The city and region also have an embedded advantage with the number of colleges and universities in the area, and the increasing number of college graduates staying after graduation. To address ways in which diverse pipelines can fill the local employment and entrepreneurship sectors, the Diversity & Inclusion Conference features sessions on young professionals diverse talent and employee resource groups.
“The talent pool here is a huge asset to Philadelphia,” said Mustafa, an alumna of Temple University, which - along with PHL Diversity and Philadelphia Convention & Visitors Bureau Foundation - is co-sponsoring the conference.
Mustafa’s desire to turn Philadelphia into a hub for diverse entrepreneurs is another reason she has been involved with the Diversity & Inclusion Conference.
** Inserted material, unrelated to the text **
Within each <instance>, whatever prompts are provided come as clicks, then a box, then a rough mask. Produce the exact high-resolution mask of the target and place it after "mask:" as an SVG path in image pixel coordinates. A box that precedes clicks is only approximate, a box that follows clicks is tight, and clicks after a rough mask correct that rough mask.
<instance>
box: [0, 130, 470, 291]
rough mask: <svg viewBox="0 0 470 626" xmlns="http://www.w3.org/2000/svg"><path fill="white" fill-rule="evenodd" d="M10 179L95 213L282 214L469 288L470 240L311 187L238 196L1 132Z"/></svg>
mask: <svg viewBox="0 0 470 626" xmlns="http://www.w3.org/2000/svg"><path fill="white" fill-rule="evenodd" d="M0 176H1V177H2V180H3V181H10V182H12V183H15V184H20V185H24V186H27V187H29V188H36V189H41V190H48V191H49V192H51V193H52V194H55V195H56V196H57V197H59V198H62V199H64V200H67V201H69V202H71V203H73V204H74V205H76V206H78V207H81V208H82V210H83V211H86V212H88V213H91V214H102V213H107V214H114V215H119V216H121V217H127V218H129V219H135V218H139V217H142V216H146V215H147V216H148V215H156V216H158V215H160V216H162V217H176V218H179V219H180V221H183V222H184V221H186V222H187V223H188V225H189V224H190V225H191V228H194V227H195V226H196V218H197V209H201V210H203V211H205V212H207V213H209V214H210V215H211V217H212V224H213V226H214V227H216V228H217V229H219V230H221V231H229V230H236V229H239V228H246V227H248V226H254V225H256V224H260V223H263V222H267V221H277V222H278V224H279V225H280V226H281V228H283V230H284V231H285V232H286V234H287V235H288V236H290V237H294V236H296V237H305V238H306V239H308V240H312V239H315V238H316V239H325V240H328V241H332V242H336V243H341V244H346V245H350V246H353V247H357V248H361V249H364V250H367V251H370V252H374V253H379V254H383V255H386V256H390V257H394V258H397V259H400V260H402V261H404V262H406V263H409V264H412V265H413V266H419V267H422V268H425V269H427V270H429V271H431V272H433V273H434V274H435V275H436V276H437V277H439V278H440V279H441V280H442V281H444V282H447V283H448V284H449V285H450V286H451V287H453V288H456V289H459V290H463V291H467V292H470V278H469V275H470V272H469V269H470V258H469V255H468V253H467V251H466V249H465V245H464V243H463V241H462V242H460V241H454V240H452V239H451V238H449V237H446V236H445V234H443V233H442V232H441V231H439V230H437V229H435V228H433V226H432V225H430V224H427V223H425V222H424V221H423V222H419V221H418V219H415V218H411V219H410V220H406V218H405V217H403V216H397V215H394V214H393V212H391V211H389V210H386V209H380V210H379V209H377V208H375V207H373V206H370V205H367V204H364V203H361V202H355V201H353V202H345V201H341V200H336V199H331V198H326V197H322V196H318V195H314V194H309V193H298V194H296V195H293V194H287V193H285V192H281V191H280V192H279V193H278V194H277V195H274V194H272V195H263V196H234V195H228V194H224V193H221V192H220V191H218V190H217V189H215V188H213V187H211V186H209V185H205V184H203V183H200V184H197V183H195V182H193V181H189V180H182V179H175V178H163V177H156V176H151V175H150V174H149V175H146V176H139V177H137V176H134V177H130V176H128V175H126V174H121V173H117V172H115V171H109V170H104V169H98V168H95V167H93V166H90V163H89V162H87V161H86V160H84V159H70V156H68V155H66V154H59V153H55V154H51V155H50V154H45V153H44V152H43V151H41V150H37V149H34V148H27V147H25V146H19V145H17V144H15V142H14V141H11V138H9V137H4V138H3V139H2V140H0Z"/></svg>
She said she has been struck by the success of the conference and the desire by many stakeholders to prioritize diversity, equity, and inclusion.
“More companies are realizing they need to make more of an effort,” she said. “The conference is also so action oriented that attendees come away with lessons learned.”
Some of the other takeaways conference attendees leave with include an on-site unconscious bias survey, and best practice action plans. Moreover, the conference emphasizes strong cross collaboration across sectors.
As the conference grows, Mustafa hopes the city’s reputation does as well, particularly in developing a strong social impact sector that emphasizes diverse entrepreneurship for the greater good. She envisions Philadelphia becoming home to more Certified B corporations (a certified social enterprise) like ROAR for Good, ImpactPHL, Untours Foundation, and Social Venture Circle.
Like she’s done for so many years on many levels, Mustafa is eager to take on that challenge and help to transform Philadelphia into the city that roars for diversity, equity, and inclusion.
Murali Balaji is a former journalist and academic who works as a diversity consultant in the Philadelphia area.